There's a more advanced full version of this sound recorder, but you can download the basic version (which they make available as a "demo") for free.
It's very easy to use, as they claim. Click the Record button to start recording; if necessary start playing whatever it is you want to record (remember it just records what's being played via your PC speakers); click Stop when it's over or you want to stop recording; and name and save the resulting MP3 file (if it's set to prompt you for the filename after recording), and that's it. Though it's dead easy to use they also provide a helpful screencast (though some of the features mentioned are disabled in the free version), plus user guide including step by step instructions/tutorial, and decent support pages generally.
The main thing to watch is the settings, see below - it takes you through the settings when you first launch it, and you need to choose the correct sound card from the dropdown (for some reason mine defaulted to something peculiar so it recorded nothing until I cottoned on and changed it).
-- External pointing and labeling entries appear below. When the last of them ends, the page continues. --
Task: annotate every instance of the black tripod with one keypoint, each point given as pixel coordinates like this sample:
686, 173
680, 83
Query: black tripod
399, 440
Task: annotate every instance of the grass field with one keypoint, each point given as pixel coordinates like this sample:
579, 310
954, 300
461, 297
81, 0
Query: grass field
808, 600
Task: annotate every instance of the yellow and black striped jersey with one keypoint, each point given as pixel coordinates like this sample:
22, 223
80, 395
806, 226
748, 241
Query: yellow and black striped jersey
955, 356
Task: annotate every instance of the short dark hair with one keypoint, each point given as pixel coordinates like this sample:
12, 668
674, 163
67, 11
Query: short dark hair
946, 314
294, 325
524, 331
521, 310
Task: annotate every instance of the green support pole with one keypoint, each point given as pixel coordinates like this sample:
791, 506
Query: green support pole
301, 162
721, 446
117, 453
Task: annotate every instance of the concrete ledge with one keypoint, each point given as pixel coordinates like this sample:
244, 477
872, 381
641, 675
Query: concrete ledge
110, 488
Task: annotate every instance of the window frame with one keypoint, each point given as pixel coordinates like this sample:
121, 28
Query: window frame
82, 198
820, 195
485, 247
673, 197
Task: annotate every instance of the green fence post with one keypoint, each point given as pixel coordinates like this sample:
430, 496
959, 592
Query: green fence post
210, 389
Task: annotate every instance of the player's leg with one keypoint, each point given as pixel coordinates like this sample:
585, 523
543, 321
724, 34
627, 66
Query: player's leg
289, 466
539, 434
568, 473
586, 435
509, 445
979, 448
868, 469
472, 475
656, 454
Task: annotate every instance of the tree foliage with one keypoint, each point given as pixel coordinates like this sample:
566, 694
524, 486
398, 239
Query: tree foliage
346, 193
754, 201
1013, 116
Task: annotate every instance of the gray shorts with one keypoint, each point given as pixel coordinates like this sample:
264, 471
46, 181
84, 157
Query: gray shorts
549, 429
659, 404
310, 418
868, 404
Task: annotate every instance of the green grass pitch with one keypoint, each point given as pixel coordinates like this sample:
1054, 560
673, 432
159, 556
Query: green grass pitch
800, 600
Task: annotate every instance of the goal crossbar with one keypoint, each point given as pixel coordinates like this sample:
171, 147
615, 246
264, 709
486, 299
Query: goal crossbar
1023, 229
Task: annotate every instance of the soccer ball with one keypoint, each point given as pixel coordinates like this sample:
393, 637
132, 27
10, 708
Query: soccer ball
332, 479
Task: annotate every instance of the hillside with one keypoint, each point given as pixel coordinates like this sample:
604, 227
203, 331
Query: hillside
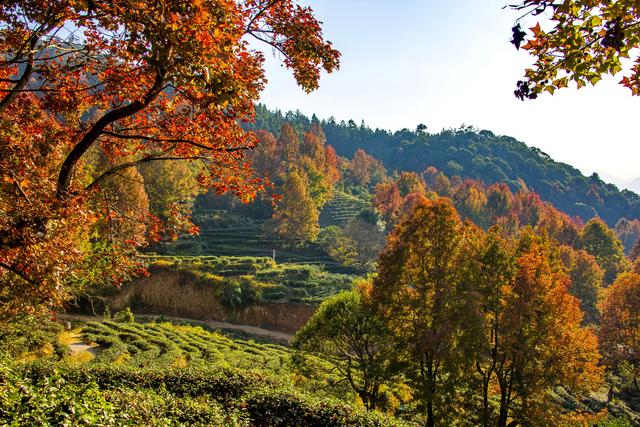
470, 153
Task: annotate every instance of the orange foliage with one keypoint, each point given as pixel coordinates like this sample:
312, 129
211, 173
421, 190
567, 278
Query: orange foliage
148, 81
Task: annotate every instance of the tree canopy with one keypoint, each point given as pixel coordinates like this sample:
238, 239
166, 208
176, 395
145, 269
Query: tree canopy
138, 82
579, 41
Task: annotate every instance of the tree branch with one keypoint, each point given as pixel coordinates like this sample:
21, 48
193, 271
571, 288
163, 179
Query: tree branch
66, 171
175, 141
152, 158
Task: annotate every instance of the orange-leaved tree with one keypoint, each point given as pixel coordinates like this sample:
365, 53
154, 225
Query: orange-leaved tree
620, 328
539, 339
580, 41
421, 292
137, 81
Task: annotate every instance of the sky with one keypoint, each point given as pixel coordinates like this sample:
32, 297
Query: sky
448, 63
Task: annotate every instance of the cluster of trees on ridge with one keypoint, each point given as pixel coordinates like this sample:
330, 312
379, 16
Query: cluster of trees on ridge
469, 153
307, 173
483, 326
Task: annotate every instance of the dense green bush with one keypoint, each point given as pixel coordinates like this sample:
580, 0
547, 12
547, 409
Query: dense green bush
108, 395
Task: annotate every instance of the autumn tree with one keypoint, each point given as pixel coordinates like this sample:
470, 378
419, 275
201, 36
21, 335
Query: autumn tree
410, 182
437, 181
145, 81
387, 200
421, 293
296, 216
620, 328
471, 202
331, 169
542, 340
586, 281
365, 170
635, 251
288, 143
499, 200
366, 232
172, 188
266, 157
628, 232
350, 334
601, 242
582, 42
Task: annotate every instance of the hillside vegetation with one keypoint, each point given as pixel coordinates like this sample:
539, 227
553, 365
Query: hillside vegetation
163, 374
470, 153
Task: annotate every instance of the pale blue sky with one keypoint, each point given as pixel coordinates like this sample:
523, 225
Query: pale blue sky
445, 63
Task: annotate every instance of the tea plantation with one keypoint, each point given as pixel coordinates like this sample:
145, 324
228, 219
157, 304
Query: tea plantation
164, 375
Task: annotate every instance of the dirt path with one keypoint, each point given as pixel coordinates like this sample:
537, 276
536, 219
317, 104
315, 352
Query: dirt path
252, 330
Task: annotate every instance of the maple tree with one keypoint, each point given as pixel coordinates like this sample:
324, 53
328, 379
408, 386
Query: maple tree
579, 41
140, 81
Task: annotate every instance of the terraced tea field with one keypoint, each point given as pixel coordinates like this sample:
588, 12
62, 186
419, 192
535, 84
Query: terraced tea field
168, 345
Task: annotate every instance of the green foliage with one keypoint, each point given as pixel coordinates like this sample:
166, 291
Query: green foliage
475, 154
601, 242
243, 281
356, 340
114, 396
26, 335
124, 316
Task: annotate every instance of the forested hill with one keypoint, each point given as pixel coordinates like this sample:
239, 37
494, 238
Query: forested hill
470, 153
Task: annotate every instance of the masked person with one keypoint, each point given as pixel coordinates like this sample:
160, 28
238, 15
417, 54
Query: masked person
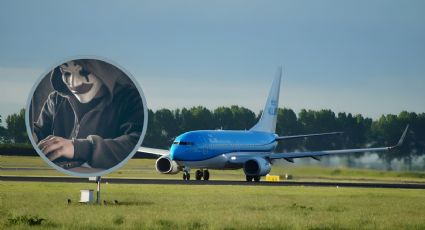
93, 116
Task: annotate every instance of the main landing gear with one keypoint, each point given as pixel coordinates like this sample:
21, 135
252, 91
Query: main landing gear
199, 174
202, 174
255, 178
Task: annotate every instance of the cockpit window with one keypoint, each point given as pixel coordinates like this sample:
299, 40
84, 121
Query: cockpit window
182, 143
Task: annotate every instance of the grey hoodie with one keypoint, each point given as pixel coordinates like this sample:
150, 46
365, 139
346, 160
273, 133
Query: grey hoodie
106, 134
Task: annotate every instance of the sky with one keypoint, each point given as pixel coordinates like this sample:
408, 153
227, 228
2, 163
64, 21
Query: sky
364, 57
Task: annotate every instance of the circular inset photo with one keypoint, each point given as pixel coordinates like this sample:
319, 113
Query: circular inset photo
86, 117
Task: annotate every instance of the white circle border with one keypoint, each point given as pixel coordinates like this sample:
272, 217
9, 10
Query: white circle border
100, 173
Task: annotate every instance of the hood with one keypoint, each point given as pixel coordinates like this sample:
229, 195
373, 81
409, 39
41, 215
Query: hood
110, 75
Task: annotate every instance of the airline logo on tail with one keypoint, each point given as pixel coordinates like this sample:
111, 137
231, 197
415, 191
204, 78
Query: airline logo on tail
273, 108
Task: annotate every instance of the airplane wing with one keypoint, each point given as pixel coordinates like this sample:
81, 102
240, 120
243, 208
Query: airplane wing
306, 135
158, 152
315, 154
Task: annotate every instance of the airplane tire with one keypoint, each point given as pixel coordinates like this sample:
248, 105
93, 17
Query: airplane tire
206, 175
198, 175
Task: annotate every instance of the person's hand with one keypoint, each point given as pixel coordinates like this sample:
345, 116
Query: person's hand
55, 147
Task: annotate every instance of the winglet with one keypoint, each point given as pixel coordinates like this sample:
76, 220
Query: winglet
400, 142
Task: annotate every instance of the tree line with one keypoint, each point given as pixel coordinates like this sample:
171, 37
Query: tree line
164, 125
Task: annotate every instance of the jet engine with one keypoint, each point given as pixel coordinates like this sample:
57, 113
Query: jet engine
167, 166
257, 166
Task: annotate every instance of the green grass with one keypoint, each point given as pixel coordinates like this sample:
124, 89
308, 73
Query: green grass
144, 168
209, 207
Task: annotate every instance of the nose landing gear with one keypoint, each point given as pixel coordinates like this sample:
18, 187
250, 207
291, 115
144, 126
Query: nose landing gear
186, 173
255, 178
202, 174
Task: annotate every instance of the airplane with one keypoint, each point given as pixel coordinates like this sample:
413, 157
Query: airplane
252, 150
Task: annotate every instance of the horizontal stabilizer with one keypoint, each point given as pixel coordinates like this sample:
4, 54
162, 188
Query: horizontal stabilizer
316, 154
158, 152
281, 138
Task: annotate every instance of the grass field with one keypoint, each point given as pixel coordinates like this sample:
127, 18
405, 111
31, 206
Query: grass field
209, 207
144, 168
44, 205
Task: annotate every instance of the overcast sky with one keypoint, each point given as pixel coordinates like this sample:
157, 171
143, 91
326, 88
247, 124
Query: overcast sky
363, 57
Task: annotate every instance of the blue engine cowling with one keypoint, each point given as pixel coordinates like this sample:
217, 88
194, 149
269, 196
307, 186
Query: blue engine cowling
257, 166
167, 166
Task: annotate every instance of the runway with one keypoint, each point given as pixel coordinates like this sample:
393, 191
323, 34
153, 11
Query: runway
215, 182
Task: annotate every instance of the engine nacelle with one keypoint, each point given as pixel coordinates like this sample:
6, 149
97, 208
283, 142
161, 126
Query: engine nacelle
167, 166
257, 166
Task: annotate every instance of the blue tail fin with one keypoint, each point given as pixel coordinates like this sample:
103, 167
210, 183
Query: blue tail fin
267, 122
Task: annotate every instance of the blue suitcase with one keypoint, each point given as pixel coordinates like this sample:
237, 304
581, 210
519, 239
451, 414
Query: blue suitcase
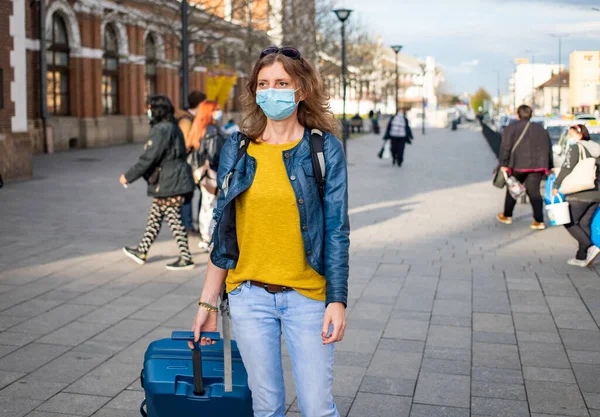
179, 382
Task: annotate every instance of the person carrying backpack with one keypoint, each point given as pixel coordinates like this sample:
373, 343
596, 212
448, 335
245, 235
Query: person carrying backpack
583, 204
281, 239
185, 120
206, 126
169, 179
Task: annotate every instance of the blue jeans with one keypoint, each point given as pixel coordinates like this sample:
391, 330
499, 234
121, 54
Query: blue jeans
258, 318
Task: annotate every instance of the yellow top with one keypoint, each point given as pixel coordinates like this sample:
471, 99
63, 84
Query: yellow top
268, 229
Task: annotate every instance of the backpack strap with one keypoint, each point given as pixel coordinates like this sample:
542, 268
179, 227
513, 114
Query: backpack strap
242, 148
318, 159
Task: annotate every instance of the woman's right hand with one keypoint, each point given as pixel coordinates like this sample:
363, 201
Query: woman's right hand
204, 321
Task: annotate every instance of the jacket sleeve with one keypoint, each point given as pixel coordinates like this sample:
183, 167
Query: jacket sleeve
571, 159
337, 224
505, 148
153, 151
387, 129
408, 130
551, 154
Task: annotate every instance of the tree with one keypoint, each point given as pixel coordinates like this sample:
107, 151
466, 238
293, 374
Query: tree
479, 98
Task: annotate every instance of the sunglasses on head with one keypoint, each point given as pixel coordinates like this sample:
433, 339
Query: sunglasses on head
290, 52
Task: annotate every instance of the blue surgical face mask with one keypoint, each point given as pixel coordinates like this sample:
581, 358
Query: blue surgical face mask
276, 103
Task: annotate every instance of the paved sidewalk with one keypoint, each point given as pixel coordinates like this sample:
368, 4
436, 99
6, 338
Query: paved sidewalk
450, 314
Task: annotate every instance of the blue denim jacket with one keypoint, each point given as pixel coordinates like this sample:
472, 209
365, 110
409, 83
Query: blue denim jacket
324, 225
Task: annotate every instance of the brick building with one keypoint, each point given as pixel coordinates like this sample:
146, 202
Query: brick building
103, 59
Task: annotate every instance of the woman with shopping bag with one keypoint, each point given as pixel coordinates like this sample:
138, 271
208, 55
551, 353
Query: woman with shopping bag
578, 181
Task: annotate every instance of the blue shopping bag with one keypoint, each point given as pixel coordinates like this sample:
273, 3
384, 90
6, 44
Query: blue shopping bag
548, 198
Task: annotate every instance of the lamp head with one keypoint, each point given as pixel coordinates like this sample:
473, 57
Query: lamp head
342, 14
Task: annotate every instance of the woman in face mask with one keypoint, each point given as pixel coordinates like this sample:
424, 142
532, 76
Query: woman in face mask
169, 179
582, 205
207, 132
282, 250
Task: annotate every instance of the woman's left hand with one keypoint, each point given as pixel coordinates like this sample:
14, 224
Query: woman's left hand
335, 315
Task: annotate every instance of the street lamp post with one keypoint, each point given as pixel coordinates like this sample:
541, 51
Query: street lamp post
343, 15
423, 98
185, 68
559, 37
397, 49
532, 78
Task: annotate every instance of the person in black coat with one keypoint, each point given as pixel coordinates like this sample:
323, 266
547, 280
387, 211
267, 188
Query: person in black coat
398, 131
531, 160
163, 165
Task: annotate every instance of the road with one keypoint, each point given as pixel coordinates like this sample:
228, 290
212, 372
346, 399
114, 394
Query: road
450, 313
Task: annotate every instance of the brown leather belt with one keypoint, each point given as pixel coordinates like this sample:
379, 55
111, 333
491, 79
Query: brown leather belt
272, 288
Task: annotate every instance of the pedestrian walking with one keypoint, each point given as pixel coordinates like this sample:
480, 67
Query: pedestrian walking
185, 119
399, 133
525, 154
282, 250
230, 127
583, 204
169, 179
206, 126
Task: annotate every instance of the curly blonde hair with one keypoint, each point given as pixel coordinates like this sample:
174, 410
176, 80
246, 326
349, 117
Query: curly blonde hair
313, 112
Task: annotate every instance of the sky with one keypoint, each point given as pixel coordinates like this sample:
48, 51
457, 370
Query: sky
474, 40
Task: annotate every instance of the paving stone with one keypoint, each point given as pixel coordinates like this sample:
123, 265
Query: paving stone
538, 337
16, 407
393, 364
496, 356
452, 308
443, 389
362, 341
493, 323
419, 410
555, 397
534, 322
453, 321
107, 380
33, 389
68, 367
496, 407
367, 404
500, 338
498, 390
453, 337
441, 366
588, 377
31, 357
549, 374
388, 385
451, 354
406, 329
543, 355
83, 405
508, 376
346, 380
73, 333
581, 339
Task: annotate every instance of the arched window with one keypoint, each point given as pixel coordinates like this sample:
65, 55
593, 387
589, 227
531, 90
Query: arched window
110, 72
150, 66
57, 77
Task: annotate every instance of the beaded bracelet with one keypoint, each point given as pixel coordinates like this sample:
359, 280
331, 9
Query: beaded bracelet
208, 307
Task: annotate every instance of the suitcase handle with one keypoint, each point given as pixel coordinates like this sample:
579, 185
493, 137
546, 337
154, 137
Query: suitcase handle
183, 335
142, 411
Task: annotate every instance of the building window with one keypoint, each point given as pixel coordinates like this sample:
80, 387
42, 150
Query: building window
110, 72
57, 56
151, 62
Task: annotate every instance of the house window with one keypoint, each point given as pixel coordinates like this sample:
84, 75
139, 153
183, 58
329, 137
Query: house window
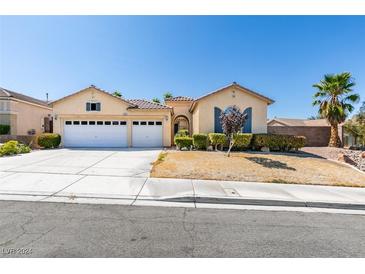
93, 106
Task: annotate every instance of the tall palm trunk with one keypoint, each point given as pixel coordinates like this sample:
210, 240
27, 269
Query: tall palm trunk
334, 139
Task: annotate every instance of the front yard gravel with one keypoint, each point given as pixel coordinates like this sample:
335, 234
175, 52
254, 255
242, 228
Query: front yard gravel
333, 153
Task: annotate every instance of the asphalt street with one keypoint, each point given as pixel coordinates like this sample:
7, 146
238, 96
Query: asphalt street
34, 229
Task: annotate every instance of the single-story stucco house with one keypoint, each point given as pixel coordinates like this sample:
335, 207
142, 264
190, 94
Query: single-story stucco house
95, 118
317, 131
25, 115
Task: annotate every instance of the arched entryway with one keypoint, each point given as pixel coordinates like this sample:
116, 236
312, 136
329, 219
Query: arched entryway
181, 122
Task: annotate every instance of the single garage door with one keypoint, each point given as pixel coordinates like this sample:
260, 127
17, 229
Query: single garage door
147, 133
95, 134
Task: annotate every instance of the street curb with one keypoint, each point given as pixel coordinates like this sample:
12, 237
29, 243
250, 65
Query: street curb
266, 202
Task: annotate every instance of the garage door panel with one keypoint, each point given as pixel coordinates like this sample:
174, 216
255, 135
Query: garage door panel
147, 134
95, 136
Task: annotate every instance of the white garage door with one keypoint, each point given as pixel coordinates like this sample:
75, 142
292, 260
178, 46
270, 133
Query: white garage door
95, 134
147, 134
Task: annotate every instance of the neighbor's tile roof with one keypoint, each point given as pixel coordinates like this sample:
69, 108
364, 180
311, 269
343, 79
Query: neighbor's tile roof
301, 122
145, 104
180, 98
12, 94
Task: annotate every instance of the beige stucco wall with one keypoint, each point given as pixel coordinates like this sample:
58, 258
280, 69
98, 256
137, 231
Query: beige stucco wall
181, 108
74, 108
26, 116
203, 121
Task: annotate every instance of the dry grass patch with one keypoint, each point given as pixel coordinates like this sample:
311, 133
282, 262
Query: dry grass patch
255, 167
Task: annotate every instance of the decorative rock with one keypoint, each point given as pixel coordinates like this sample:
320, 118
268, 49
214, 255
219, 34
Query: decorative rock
347, 159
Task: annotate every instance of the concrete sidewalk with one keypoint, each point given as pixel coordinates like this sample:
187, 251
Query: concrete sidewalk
174, 192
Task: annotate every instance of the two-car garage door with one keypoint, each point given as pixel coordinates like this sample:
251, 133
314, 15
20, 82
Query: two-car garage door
112, 133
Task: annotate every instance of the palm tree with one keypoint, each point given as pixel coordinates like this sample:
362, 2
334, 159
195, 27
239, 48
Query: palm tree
335, 98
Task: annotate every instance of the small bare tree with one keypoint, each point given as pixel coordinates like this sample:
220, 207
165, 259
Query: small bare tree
232, 121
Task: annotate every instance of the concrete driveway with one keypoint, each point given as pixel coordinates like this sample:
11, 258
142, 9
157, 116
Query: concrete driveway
89, 173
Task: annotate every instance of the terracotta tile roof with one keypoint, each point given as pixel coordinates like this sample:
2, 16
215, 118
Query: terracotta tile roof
234, 84
301, 122
99, 89
145, 104
180, 98
12, 94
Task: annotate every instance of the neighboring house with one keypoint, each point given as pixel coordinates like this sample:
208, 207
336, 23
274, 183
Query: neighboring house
24, 114
95, 118
317, 131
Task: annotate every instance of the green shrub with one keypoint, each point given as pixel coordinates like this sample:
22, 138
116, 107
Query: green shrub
277, 142
13, 147
217, 139
242, 140
182, 133
49, 140
23, 149
200, 141
184, 142
9, 148
4, 129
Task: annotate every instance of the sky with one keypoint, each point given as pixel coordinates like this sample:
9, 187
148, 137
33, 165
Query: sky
280, 57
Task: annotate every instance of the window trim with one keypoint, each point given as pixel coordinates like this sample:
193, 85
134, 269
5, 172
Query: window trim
89, 104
I also chose to Prompt for File Name After Recording as I thought that was more convenient. Haven't tried recording Skype VOIP calls over the Net yet, but I would be surprised if it didn't work.
There are limitations to the freeware version, which shows ads. You can only record at 64 kbps not 128 kbps, i.e. the recordings are of lower quality. You can't pause a recording, you have to let it run (though you could edit it later with the free Audacity). You can't tick "Eliminate silence" to get rid of silences from your recordings, and it records for only 30 minutes at a time generally (or 2 mins for Skype or other VOIP calls, according to their site). You can't get it to automatically name files with a time stamp or add title tags to MP3s either (though again you can add tags to the MP3s later with other software). You can of course have all that and other features if you upgrade for US$19.95 which, if you do a lot of recording of Net radio shows and the like, is I think well worth it for what you'd get.
If you wonder what the "Advanced Recording Options" in the Settings are (Record internet radio shows, streaming music, streaming video) though, so do I. Clicking those just opens a blank browser window, for me. I suspect from the Freecorder user guide that they're just to ads for other programs by Applian designed to record internet radio, etc. You can of course record short lengths of streaming music using Freecorder Basic anyway.
Yes, there's other free software (like the open source Audacity) which will record streaming music, or whatever music or audio is being played on your speaker, too. But this is a nice, simple single-function program, and I do like the elegance of single purpose tools that do whatever it is they do easily and well, especially when they're well-explained, well-supported and free (like the free audio file converter NHC Switch which I reviewed a while back).